Students began to head south to work with the Student Non-Violent Coordinating Committee, founded in 1960. So the Port Huron Statement was not generated in a vacuum, nor were all its propositions entirely novel. But no single radical document from that era captures so vividly the angst so many young people felt as they sought to struggle free from the deadly conformism of the 1950s. Professors were terrorized by the fear of being fingered as pinkoes. In political science departments, original works by challenging thinkers were sterilized in carefully edited anthologies.
The Port Huron statement reverberates with an underlying anxiety of loneliness and alienation. Beyond liberalism and socialism there was a fundamental issue of self-realization, of fulfilling one’s potentiality — a theme that came from Paul Goodman, one of the founders of Gestalt therapy and anarchist author of “Growing Up Absurd,” a hugely popular text among the radical young on both sides of the Atlantic. The section of the Statement titled “The Society Beyond” depicts the newly aware students surrounded by a vast doldrum of “apathy” with the entire society depicted as an alienated realm of false consciousness.

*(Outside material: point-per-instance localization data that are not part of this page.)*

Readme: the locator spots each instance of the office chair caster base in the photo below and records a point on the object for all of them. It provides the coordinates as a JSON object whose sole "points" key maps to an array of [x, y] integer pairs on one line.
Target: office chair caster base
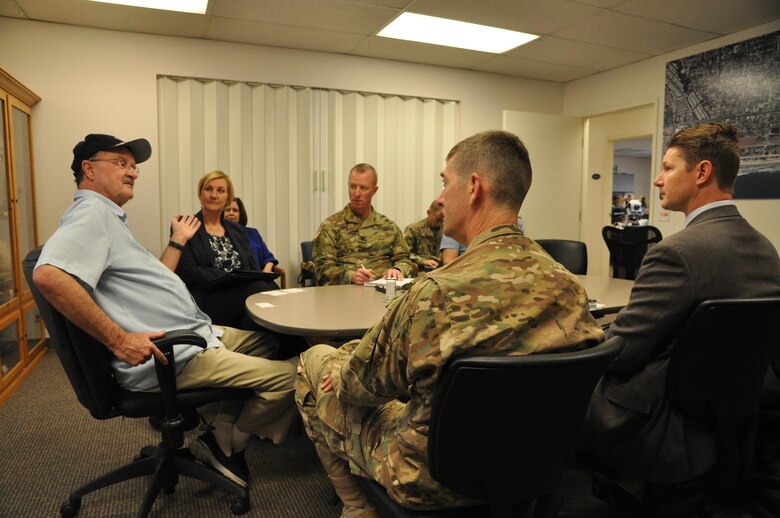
{"points": [[70, 508], [239, 506]]}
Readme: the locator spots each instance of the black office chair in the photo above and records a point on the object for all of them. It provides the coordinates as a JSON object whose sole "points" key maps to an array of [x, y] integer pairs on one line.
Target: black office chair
{"points": [[627, 247], [764, 483], [716, 373], [307, 277], [501, 430], [573, 255], [87, 365]]}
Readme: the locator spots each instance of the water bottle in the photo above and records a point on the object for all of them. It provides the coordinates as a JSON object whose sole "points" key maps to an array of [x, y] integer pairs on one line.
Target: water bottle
{"points": [[389, 291]]}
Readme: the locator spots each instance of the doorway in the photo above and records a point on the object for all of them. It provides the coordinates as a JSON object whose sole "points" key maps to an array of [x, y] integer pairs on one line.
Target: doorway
{"points": [[601, 135], [631, 177]]}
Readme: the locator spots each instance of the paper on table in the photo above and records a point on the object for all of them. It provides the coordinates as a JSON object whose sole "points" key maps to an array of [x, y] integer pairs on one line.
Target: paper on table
{"points": [[382, 282]]}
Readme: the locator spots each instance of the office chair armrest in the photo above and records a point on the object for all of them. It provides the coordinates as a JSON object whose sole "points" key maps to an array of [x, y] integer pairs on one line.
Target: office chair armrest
{"points": [[166, 374], [179, 336]]}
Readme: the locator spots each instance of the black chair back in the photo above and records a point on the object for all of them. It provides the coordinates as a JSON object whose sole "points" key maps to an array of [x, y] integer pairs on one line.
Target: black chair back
{"points": [[573, 255], [87, 366], [716, 373], [627, 247], [502, 427], [306, 250]]}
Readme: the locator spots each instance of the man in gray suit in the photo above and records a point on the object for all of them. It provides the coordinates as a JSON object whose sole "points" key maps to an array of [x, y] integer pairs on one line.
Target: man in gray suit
{"points": [[630, 427]]}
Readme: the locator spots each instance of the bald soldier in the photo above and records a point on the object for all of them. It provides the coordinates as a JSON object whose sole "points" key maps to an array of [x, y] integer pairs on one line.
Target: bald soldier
{"points": [[359, 244], [424, 237], [366, 406]]}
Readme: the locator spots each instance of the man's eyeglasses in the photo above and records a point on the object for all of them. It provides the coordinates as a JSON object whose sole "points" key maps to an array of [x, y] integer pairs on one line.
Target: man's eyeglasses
{"points": [[119, 162]]}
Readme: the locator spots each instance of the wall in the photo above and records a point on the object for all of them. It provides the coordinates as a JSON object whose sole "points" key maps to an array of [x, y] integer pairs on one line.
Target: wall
{"points": [[643, 82], [105, 81], [643, 175]]}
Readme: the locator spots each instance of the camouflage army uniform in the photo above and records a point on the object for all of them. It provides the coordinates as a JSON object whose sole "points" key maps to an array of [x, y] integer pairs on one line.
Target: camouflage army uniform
{"points": [[344, 242], [504, 296], [423, 242]]}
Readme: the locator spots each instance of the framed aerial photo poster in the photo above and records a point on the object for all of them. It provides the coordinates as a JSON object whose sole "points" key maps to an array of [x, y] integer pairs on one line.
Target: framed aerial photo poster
{"points": [[738, 84]]}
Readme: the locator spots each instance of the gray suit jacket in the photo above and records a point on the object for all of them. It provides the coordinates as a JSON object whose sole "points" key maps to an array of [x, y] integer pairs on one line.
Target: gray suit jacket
{"points": [[630, 427]]}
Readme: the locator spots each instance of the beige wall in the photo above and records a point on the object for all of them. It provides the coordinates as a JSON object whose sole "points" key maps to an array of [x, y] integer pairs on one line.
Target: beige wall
{"points": [[105, 81], [643, 82]]}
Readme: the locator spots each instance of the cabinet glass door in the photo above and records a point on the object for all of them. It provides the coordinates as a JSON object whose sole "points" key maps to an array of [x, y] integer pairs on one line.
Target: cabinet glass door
{"points": [[6, 258], [25, 209]]}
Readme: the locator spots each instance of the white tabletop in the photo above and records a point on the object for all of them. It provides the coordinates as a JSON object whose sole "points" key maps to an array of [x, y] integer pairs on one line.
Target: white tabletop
{"points": [[349, 311], [339, 311], [612, 293]]}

The cultural task of students was to depict the real despair that lay beneath the high paying, working class jobs and the emptiness of tail fins on big cars and fishing boats out front of the holiday tract homes beside the lake. Organized labor is submerged in the vast apathy of the “Society Beyond” and the union leadership hasn’t read Marx’s “Economic and Philosophic Manuscripts” to articulate the varieties of alienation. (A job the SDS offers to perform.)
A very short chapter of a couple of paragraphs on “the economy” begins “Many of us comfortably expect pensions…” and depicts an America of wealthy citizens who are discomfited by the existence of poor people in their midst. These days it sounds like Utopia, and the essential optimism underlines an important point, that the authors of the Statement, despite the initial remarks about the end of the Golden Age of Affluence, actually had little sense of the volatility of capitalism — a flaw in foresight that extended to almost all the major economists of the time.
It was only seven years till, in 1969, the American working class — in its upper, mostly white tiers — reached the apex of capitalism’s rewards in terms of wages and appurtenances, such as large, comfortable cars with baroque adornments, a second car for the wife who did not have as yet to go out to work, labor saving devices in the home, pensions, health benefits and after 1965, Medicare — socialized health insurance for those over 65. From the start of the 1970s onward, it was downhill all the way.
To its advantage, SDS across the past decades, largely captured the strategic high ground in terms of historiography, somewhat exaggerating its actual achievements as against the histories of SNCC or the Black Panthers, many of whose leaders were unable to write histories from the vantage point of tenured academia, since they had been murdered by the police.
Across the past four months, we have witnessed the Occupy Wall Street movement with its encampments — at least for now dispersed by the police — in cities across country, from New York to Oakland. One is struck by the lack of intellectual and organizational continuity. SDS could trace a lineage of ideas back to the early Marx and as the ’60s progressed, to Frantz Fanon, Paulo Freire and Gunnar Myrdal. But it is hard to descry much continuity between SDS and OWS — perhaps because of the evolution of American capitalism and the decline of the old organized left. The authors of the Port Huron Statement saw themselves as sparks of lonely resistance in the vast dark night of American complacency. The OWSers see themselves as representatives of the 99 percent against the 1 percent!